Zen was a trustee of the foundation along with singer Denise Ho, scientist Hui Po Keung, and former pro-democracy MPs Margaret Ng and Cyd Ho. They were each fined 4,000 Hong Kong dollars ($512). The sixth defendant, Sze Ching-wei, was the foundation’s secretary and was fined HK$2,500 ($320).

The Societies Ordinance requires local organizations to register or apply for exemption within one month of incorporation. Those who fail to do so face fines of up to HK$10,000 (US$1,273) with no jail time upon first conviction.

Delivering the verdict, Chief Justice Ada Yim ruled that the foundation was considered a registered organization because it was not for purely charitable purposes.

Ng told reporters after the hearing that the decision marked the first time residents had to face charges under the ordinance for failing to register.

“The impact on other people, on a large number of citizens who come together to do this or that, and what happens to them is very important,” the veteran lawyer said. “It is also extremely important in relation to the freedom of association in Hong Kong under the Societies Ordinance.”

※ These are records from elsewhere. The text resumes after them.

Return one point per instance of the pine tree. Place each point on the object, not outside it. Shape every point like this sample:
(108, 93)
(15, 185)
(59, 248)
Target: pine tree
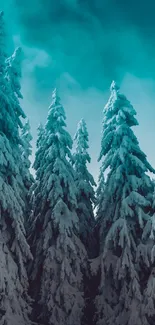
(126, 246)
(14, 250)
(26, 151)
(85, 192)
(59, 256)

But Zen said his work should not be associated with the city’s religious liberties. “I have not seen any erosion of religious freedom in Hong Kong.

The 2019 protests were sparked by a bill that would have allowed the extradition of criminal suspects to mainland China. Critics worried that suspects would disappear in China’s opaque and often abusive legal system. The opposition turned into months of violent riots in the city.

The National Security Law has crippled Hong Kong’s pro-democracy movement since it took effect in 2020, with many activists arrested or jailed in the semi-autonomous Chinese city. Hong Kong, a former British colony, returned to Chinese rule in 1997.

The law’s impact has also damaged confidence in the future of the international financial center, with growing numbers of young professionals responding to reduced freedoms by emigrating abroad.